Review Cimabue, At the origins of Italian painting, Exhibition at the Louvre Museum

Review Cimabue, At the origins of Italian painting, Exhibition at the Louvre Museum
Review Cimabue, At the origins of Italian painting, Exhibition at the Louvre Museum

By Ilaria Friday

From January 22, 2025, the Louvre Museum is devoting an exhibition to Cimabue, one of the most important artists of the 13th century. It is the result of two “Cimabuesque” news stories of great importance for the museum: the restoration of the Maestà and the acquisition of a previously unpublished panel by Cimabue rediscovered in in 2019 and classified as a National Treasure, The Derision of Christ.

The two paintings, whose restoration was completed in 2024, constitute the starting point of this exhibition which, by bringing together around forty works, aims to highlight the extraordinary richness and incontestable novelty of the art of Cimabue. The artist was one of the first to open the way to naturalism in Western painting, seeking to represent the world, objects and bodies as they exist. With him, the conventions of representation inherited from oriental art, so popular until then, gave way to an inventive painting, seeking to suggest a three-dimensional space, bodies in volumes and modeled by subtle gradients, articulated limbs, natural gestures and human emotions.

After an introductory section devoted to the context of painting in Tuscany, in particular in Pisa in the middle of the 13th century, the route focuses on the Maestà of the Louvre: the novelties which are manifested in this painting have led certain art historians to qualify it as the “birth certificate of Western painting”. The restoration made it possible, in addition to rediscovering the variety and subtlety of the colors, to rediscover numerous details hidden by repainting which highlight the fascination of Cimabue and his patrons for the Orient, both Byzantine and Islamic.

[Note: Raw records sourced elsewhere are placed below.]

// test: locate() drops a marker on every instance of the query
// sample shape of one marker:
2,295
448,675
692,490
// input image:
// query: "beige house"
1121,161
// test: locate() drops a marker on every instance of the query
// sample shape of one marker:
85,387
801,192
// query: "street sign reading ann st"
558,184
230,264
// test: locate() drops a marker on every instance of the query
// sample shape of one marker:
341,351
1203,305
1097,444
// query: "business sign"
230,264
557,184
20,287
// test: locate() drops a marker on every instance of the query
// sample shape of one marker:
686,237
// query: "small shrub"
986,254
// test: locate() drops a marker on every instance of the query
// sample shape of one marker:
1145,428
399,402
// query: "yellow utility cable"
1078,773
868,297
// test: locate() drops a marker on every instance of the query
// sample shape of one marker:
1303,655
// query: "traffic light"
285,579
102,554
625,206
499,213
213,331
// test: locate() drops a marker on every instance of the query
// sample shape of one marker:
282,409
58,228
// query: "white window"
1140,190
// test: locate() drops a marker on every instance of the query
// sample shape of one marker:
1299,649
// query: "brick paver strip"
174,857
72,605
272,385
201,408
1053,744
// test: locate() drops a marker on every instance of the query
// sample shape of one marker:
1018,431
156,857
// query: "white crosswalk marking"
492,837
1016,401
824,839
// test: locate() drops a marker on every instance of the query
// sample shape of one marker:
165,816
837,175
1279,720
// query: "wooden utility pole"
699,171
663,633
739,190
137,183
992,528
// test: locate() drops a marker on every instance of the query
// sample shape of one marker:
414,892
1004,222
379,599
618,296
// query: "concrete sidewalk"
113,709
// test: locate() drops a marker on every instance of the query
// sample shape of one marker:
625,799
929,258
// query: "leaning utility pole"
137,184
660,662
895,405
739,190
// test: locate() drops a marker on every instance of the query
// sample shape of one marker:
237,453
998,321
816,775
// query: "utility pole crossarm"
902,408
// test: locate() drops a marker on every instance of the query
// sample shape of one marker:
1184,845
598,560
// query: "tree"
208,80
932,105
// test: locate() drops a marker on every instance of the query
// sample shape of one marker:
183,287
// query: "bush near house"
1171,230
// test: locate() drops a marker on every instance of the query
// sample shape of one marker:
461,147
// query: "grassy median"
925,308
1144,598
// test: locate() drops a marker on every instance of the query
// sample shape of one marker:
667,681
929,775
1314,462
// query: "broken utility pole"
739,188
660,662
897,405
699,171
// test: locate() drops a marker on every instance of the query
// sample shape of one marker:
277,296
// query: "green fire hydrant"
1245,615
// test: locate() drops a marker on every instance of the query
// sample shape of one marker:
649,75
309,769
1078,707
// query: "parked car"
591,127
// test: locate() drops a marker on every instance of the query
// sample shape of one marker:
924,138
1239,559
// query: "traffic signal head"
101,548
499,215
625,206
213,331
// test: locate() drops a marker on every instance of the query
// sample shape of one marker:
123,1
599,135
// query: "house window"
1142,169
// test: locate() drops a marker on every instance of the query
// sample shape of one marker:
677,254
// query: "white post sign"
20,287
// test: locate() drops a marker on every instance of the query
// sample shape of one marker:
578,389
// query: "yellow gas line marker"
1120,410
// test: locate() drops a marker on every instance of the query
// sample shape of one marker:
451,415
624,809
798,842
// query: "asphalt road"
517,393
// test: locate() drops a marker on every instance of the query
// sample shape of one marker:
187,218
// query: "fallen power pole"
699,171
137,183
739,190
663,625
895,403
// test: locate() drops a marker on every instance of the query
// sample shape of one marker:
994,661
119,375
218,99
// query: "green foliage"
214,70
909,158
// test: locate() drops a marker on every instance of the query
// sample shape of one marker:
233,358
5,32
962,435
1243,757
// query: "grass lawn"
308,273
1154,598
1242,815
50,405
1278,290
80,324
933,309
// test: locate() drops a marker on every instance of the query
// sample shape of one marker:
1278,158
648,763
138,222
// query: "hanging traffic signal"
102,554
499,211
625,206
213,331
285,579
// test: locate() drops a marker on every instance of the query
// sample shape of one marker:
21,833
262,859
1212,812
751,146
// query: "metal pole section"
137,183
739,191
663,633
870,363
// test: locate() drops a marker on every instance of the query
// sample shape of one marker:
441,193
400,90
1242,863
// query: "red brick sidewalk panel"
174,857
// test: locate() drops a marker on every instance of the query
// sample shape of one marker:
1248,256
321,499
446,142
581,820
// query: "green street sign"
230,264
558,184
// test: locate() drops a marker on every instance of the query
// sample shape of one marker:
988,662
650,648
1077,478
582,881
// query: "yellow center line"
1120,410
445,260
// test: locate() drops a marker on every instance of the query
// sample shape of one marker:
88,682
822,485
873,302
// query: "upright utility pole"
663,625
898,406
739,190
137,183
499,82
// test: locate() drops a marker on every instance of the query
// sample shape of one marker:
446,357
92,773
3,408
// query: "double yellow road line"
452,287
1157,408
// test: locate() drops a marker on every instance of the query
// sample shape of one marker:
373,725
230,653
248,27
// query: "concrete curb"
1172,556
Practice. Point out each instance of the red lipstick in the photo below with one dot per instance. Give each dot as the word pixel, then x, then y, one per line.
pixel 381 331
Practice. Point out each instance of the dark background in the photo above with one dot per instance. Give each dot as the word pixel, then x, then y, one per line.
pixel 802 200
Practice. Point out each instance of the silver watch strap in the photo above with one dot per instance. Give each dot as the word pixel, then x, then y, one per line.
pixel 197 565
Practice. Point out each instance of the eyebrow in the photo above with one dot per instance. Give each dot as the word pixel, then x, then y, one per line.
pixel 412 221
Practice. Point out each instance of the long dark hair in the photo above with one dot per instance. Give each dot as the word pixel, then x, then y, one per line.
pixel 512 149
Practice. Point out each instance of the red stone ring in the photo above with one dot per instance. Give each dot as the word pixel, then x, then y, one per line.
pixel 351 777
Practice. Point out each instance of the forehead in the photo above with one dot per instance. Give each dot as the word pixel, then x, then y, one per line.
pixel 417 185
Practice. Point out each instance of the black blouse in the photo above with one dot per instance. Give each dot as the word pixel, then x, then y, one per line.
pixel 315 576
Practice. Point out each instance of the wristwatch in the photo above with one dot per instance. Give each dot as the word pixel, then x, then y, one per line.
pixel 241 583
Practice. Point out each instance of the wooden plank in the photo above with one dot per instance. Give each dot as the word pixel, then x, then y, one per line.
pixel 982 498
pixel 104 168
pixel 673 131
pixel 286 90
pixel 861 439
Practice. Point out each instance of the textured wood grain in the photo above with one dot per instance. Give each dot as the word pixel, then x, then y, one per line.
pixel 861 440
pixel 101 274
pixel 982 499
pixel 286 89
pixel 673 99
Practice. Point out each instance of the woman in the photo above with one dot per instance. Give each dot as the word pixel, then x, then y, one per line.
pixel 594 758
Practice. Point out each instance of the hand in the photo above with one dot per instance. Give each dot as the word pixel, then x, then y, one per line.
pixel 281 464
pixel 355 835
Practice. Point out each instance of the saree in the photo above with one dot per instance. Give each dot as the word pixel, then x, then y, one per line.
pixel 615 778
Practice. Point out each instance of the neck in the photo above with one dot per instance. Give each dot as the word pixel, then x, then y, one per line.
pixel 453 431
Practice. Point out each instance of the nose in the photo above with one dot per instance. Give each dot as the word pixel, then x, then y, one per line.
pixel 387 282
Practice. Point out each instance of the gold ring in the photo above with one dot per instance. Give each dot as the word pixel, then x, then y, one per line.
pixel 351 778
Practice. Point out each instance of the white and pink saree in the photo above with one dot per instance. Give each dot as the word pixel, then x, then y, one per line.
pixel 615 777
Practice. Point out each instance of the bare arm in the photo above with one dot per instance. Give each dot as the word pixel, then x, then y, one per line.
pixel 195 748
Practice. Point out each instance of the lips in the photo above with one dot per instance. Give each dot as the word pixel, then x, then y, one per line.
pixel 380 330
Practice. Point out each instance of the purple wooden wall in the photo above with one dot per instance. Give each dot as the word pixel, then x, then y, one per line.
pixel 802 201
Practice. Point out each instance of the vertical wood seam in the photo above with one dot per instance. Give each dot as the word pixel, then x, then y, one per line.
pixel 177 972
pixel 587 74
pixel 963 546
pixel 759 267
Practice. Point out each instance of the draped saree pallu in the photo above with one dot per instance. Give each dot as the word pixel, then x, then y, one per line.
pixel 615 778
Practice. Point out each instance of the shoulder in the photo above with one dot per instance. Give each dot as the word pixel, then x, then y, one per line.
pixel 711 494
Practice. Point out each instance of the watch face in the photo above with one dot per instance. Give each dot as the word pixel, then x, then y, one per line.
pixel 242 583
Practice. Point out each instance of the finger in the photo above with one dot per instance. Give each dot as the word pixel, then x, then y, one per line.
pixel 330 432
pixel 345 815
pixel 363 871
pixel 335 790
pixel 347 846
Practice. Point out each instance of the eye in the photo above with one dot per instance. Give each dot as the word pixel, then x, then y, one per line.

The crucial question of the relationship between Duccio and Cimabue is then addressed. The route continues with a section built around the Cimabue diptych, of which the Louvre brings together for the first time the only three panels known to date. The narrative verve and freedom displayed by Cimabue in this work of shimmering colors make it an important and hitherto unsuspected precedent of Duccio's Maestà, a masterpiece of Sienese painting of the Trecento.

The exhibition concludes with the presentation of the great Saint Francis of Assisi receiving the stigmata of Giotto, intended for the same location as the Maestà of the Louvre, the tramezzo (the partition which separates the nave from the choir) of San Francesco of Pisa, and painted a few years later by the young and talented disciple of Cimabue. At the dawn of the 14th century, Duccio and Giotto, both deeply marked by the art of the great Cimabue who died in 1302, now embody the paths of the revival of painting.